El arroyo se convirtió en poco más que un rastro de humedad sobre una playa de guijarros, las orillas se separaron y se allanaron a ambos lados. «¿Soy el mismo hombre, el mismo muchacho, el mismo niño...? ¿Todo conducía hasta aquí, Serpenten y la casa con ojos, el hermano muerto de Waldo, la viga de la que colgaba el pastor Wusteritz?». Una de las balas no le acertó por un pelo, aunque ese pelo era tan ancho como un abismo, al representar la diferencia entre la vida y la muerte. «¿Habré ignorado a la chica pelirroja y los cantos de las sirenas para nada? ¿Era mi destino morir aquí?». El viento tormentoso traía voces que recordaban los graznidos estridentes de las aves marinas atrapadas en la tempestad. Las sirenas a menudo se representan como pájaros marinos con cabezas de mujer, igual que las esfinges, cuyos gritos no son necesariamente voces melodiosas.

Algunas de las voces más cercanas, provenientes de delante, no de donde se encontraban los griegos que lo perseguían, le indicaron que se habían unido más enemigos a la persecución. De verdad no había salvación. «Me han adelantado, o bien Sidheraki ha llamado a los ingleses; o tal vez fuese Caxton». Bora no distinguía las palabras, solo que estaban cargadas de furia y que le ordenaban que hiciese algo. «¿Qué dicen? No hablo su idioma, ¿por qué me gritan, y qué?».

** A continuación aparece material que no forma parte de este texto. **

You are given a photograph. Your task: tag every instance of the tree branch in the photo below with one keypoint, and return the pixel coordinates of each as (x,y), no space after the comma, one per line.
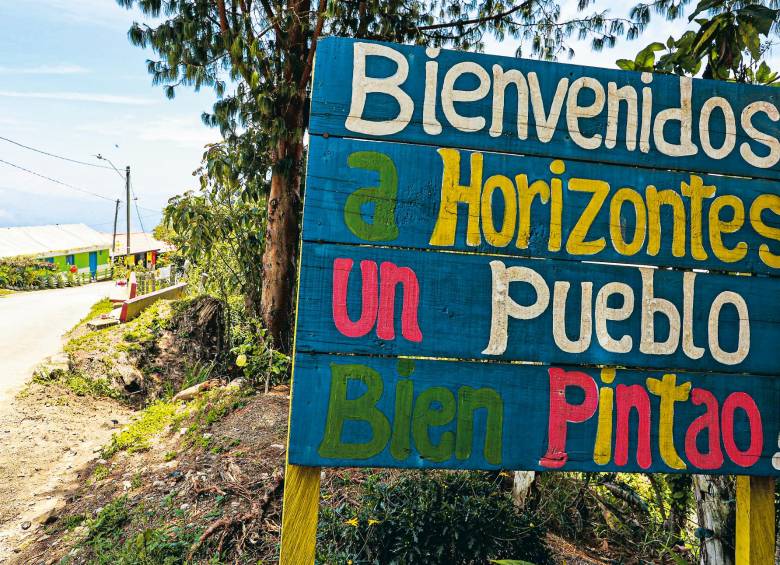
(306,74)
(223,25)
(481,20)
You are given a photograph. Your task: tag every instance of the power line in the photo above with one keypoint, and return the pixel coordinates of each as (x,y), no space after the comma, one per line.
(41,151)
(85,191)
(137,212)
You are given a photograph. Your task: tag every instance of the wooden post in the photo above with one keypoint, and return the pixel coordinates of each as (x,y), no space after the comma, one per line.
(755,521)
(299,515)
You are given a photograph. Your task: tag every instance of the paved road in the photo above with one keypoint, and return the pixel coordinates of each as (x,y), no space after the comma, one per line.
(31,328)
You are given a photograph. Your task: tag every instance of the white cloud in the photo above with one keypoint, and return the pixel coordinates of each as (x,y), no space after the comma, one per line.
(79,97)
(44,70)
(183,131)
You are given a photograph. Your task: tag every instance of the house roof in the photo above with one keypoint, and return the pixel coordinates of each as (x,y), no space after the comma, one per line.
(47,241)
(140,242)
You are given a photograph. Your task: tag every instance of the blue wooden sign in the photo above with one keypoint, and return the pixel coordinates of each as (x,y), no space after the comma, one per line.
(509,264)
(453,99)
(427,197)
(386,412)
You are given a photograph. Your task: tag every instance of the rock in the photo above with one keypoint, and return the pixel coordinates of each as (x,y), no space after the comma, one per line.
(130,376)
(238,383)
(189,393)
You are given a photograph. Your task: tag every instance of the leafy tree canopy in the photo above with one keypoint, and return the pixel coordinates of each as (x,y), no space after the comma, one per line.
(731,42)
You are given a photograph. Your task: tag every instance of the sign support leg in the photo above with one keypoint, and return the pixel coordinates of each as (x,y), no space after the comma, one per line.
(755,521)
(299,514)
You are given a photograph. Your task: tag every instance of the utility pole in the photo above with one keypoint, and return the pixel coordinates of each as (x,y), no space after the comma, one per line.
(127,188)
(116,217)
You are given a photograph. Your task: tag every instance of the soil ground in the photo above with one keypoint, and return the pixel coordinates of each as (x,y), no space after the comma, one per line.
(47,437)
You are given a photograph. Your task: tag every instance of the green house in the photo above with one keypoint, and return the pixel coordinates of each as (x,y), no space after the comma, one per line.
(65,245)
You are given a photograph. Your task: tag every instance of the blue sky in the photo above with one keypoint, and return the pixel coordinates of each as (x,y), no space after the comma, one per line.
(72,84)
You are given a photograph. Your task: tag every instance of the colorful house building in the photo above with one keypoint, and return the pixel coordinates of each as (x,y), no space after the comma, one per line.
(65,245)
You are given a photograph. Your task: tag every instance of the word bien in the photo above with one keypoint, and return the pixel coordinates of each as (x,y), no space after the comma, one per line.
(520,196)
(417,421)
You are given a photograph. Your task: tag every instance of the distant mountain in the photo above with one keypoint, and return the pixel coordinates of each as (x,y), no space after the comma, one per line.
(19,208)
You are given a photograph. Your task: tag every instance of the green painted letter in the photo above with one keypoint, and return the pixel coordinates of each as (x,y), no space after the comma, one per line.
(383,197)
(426,415)
(363,408)
(469,400)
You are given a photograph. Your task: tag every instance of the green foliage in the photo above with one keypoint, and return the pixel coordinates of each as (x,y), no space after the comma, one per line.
(25,272)
(99,308)
(458,518)
(732,41)
(255,356)
(80,384)
(154,419)
(109,541)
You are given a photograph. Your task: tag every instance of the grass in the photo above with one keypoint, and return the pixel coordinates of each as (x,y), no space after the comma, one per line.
(132,535)
(155,419)
(104,306)
(79,383)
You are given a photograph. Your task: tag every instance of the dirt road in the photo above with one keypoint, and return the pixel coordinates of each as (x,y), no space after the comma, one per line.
(31,328)
(47,434)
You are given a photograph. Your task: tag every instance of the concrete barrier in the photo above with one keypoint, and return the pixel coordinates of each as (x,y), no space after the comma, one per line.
(133,307)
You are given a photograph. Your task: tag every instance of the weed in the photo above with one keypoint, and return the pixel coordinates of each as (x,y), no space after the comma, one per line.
(100,473)
(77,382)
(136,437)
(104,306)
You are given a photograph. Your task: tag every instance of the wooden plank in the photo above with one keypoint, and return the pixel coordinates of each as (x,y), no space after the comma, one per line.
(755,521)
(458,317)
(395,194)
(464,108)
(299,515)
(415,413)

Las poderosas voces de los hombres que punteaban las orillas cubiertas de guijarros como marineros que gritan a un hermano encallado en los bajíos bramaban en catalán.

Fuites, angles, fuites!

Eran los gritos de ánimo más inesperados con los que hubiera podido soñar Bora. ¿Habrían estado velando por él sus supuestos camaradas de sus días en España? Eso parecía, desde que, en Meltemi, habían compartido pan y recuerdos. Según veían, el inglés que había luchado por su bando estaba siendo atacado, y con eso les bastaba. Ambos bandos abrieron un intenso fuego, y en medio de este, Bora no se detuvo a esperar ni a unos ni a otros. Se tropezó y estuvo a punto de caer, pero no cesó en su tambaleante huida hasta que una pendiente boscosa le proporcionó una escalera segura por la que salir de la cuenca. Escaló una pendiente de guijarros que cayeron en cascada con dos de los hombres de Sidheraki en los talones. Unas pesadas gotas de lluvia lo hirieron como metralla mientras conseguía llegar a la cima justo con la ventaja suficiente como para estabilizarse, disparar y no fallar antes de desaparecer entre la maleza que había más arriba.